Mais venons-en à cette fameuse deuxième partie où Bastien se retrouve perdu dans un monde où il dispose néanmoins d'un pouvoir extraordinaire, celui de donner à ses souhaits la consistance du réel. Cette fois-ci, Atréju est un peu relégué au deuxième plan, et Bastien fait l'expérience de sentiments très humains en ce monde très inhumain. D'abord, il se défait de son ancienne apparence qu'il déteste : le voilà devenu beau et fort. Ensuite, il lui faut des amis : revoilà donc Atréju et Fuchur. Peu à peu, les désirs de Bastien deviennent moins anodins et il exprime de plus en plus une volonté de puissance qui l'amène au bord du désastre. De la même façon que le Néant absorbait les êtres de Fantasia pour les transformer en mensonges dans le monde réel, voilà que pour alimenter ses désirs de plus en plus sinistres Bastien détruit ses propres souvenirs. Or, quand il n'en aura plus, il ne lui sera plus possible de retrouver le chemin de son propre monde. La leçon de Michael Ende possède ici une grande valeur : ce sont les souvenirs qui fondent l'identité. Ce sont les rêves qui forgent l'adulte que l'enfant cherche à devenir. Et pour savoir ce que l'on désire pour de vrai, il existe plusieurs chemins dont tous ne sont pas très directs.

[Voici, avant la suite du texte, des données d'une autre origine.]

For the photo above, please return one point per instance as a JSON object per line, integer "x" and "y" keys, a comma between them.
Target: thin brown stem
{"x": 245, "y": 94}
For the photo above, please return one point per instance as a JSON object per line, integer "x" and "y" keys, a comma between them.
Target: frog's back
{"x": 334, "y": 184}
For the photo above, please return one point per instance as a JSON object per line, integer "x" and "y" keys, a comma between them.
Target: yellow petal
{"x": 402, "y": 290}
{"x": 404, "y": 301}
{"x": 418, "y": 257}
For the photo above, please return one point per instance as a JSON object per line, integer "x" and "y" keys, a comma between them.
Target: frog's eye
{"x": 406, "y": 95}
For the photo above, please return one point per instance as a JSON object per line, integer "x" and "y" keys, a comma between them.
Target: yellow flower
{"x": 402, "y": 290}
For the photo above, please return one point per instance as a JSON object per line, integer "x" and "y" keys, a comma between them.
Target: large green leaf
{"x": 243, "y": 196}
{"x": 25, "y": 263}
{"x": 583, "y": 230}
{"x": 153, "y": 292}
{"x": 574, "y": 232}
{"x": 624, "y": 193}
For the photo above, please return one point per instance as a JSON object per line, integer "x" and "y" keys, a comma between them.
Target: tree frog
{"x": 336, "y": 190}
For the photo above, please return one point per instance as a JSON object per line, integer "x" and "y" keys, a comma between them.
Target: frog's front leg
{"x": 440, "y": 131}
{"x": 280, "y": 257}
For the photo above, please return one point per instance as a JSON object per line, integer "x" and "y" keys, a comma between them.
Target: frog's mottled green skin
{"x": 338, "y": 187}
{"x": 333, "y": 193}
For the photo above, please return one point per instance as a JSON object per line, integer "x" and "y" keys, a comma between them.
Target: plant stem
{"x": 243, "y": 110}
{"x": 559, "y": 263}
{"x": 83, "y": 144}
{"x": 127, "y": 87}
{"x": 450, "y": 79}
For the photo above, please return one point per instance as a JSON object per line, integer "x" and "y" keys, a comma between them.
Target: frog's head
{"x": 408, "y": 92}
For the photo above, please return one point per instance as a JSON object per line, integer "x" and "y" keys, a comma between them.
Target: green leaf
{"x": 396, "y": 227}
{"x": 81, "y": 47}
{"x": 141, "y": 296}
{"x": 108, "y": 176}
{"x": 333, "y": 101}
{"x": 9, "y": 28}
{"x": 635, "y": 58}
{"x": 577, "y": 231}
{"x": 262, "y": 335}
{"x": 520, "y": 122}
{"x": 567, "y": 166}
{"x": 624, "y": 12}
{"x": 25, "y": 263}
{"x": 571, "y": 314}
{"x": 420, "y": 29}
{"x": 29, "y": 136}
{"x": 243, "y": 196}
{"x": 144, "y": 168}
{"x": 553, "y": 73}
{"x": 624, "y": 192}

Cette deuxième partie, si elle comporte somme toute moins de scènes d'action, n'en est pourtant pas moins prenante et angoissante que la première. Elle conforte Bastien dans son rôle de véritable héros, bien plus faillible et donc bien plus humain, à tous les sens du terme, qu'Atréju lui-même. Ce dernier, en fait, n'est rien d'autre que son avatar dans Fantasia, l'image de lui-même tel qu'il souhaiterait l'être, une image que Bastien va tenter de copier, puis de dépasser, puis de détruire lorsqu'il comprendra qu'il doit vivre tel qu'il l'est : Michael Ende livre ici une belle métaphore du passage à la maturité. Avec tout ce qu'il a vécu lorsqu'il parvient à revenir dans son propre monde, Bastien a grandi (comme son père ne manque pas de le comprendre à la fin), et le jeune lecteur avec lui, bien plus en tout cas que ces élèves qui déclarent à l'envi "je suis mature" (en retenant le gros "MERDE" conclusif auquel ils ont pensé très fort, parce qu'ils se doutent que ça ne leur permettrait pas d'atteindre mieux l'effet recherché). La maturité ne se proclame pas : c'est un état qui est reconnu. Par les autres. Ceux vers qui Michael Ende nous montre donc le chemin, "von A bis Z" : merci.